Denn der Wettbewerb war zwar unspektatulär wie immer, Deutschland wurde wieder Mal Letzter, aber ich habe Marco Mengoni, den Italiener, der den vierten Platz belegte, entdeckt.
Sein Song "Due Vite" gehört seitdem zu meinen Alltime-Favorites.
Den Text habe ich mir im Internet schon ein paarmal übersetzen lassen, ich verstehe ihn zwar immer noch nicht, aber das ist egal.
So, das war 2023, mal sehen was 2024 bringt.
Eine gute Flasche Wein steht bereit, Erdnussflips in Kugelform (ganz neu auf dem Markt) und Zwiebelringe (also auch so Maiszeug, keine richtigen) ebenso.
Mein Mann wird auf den Dachboden verbannt, nein, er geht freiwillig, denn er hat sehr sensible Ohren.
Dort wird er malen oder eine Terra X Sendung ansehen, oder einfach schlafen.
Ich werde mich schütteln bei fürchterlichen Auftritten,
- werde einen Block in Händen halten, auf dem ich meine Favoriten notiert habe,
- werde Salziges und Fettiges in mich hineinstopfen (auf das Abendessen hatte ich verzichtet)
- werde mich furchtbar aufregen, wenn östliche und skandinavische Nachbarstaaten im Kreis abstimmen, wofür die westlichen und südlichen immer zu blöd sind (oder zu ehrlich?)
- werde auf Punkte von Österreich und der Schweiz hoffen, die wieder nicht kommen,
- werde mich wundern, warum unser Kandidat seit dem Vorentscheid nicht wenigstens ein paar Pfund abgenommen hat (Nein! Kein Boddyshaming! Aber ... naja ... das Auge hört halt mit),
- werde von Song zu Song auf eine wunderbare Überraschung hoffen, die meinen Ohren schmeichelt,
- werde genießen, dass Peter Urban, der immerwährende deutsche Sprecher, der zunehmend mehr an der Kleidung und den Formen der weiblichen Teilnehmerinnen interessiert zu sein schien als an den musikalischen Darbietungen, ersetzt worden ist
- werde vielleicht meinem Mann, wenn er gegen ein Uhr morgens sein Exil verlässt und fragt: "Na, wie wars?" antworten können: "Wir sind nur Vorletzte geworden."
Morgen werde ich dann auf das Frühstück verzichten, weil mir noch immer schlecht ist von all dem Knabberzeug, und ich werde mich auf nächstes Jahr freuen, auf diesen wichtigen Tag im Mai.
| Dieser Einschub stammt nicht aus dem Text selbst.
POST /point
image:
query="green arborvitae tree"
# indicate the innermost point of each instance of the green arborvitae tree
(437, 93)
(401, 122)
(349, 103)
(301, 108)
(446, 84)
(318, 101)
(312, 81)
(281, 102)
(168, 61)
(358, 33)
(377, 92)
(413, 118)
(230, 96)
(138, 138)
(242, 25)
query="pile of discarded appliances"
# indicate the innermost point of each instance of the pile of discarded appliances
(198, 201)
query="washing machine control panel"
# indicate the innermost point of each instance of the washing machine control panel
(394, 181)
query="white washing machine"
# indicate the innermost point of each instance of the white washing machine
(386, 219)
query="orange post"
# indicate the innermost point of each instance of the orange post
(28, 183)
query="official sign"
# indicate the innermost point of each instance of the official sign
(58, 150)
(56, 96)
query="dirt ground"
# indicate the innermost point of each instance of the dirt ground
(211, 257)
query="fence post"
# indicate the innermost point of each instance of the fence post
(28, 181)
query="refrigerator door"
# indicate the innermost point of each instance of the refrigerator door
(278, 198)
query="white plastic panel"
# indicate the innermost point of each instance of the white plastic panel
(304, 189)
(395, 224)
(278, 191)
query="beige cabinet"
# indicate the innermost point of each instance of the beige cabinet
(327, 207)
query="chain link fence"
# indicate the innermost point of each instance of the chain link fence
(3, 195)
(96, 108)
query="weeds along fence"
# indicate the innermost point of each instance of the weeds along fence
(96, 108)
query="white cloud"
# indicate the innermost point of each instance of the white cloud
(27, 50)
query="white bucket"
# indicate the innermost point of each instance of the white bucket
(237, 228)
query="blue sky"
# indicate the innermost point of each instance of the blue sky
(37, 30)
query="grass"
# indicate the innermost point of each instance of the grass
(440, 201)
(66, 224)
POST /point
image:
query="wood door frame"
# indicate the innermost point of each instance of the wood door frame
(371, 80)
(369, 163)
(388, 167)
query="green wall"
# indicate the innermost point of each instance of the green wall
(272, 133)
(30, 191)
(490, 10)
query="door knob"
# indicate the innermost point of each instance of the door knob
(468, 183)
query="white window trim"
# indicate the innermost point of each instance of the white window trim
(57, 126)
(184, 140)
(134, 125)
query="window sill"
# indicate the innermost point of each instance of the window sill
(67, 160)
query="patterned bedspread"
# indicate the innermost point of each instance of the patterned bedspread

Aktuelle Eilmeldung: Gerade habe ich in den Nachrichten gehört, dass der niederländische Sänger ausgeschlossen wurde, weil er ein weibliches Mitglied des Produktionsteams angegriffen hat. Wie blöd kann man denn eigentlich sein? Aber - Hut ab vor der Konsequenz der Organisatoren.
Nachtrag
Boa! Die Schweiz hat gewonnen! Glückwunsch, @brunoheter ! Falsch gedacht!
Wir haben drei Punkte aus der Schweiz bekommen! Der pure Wahnsinn! Unser Dank wird euch ewig nachschleichen und euch nie erreichen!
Von Österreich haben wir natürlich keine Punkte bekommen, das war ja klar.
ABER WIR SIND ZWÖLFTE VON 25 GEWORDEN!
Und Österreich Vorletzte!
Ist zwar nicht wirklich wichtig für das Weltgeschehen, aber es schadet auch nicht.
Vor allem, weil die Länder Europas Deutschland nicht mehr ignorieren.
Es gab dieses Mal auch deutlich weniger Nachbar-Stimmen, habe ich das Gefühl.
Die Auftritte waren teilweise ziemlich bizarr, haben mich eigentlich von den Songs angelenkt.
Also, schön wars trotzdem - bis zum nächsten Jahr.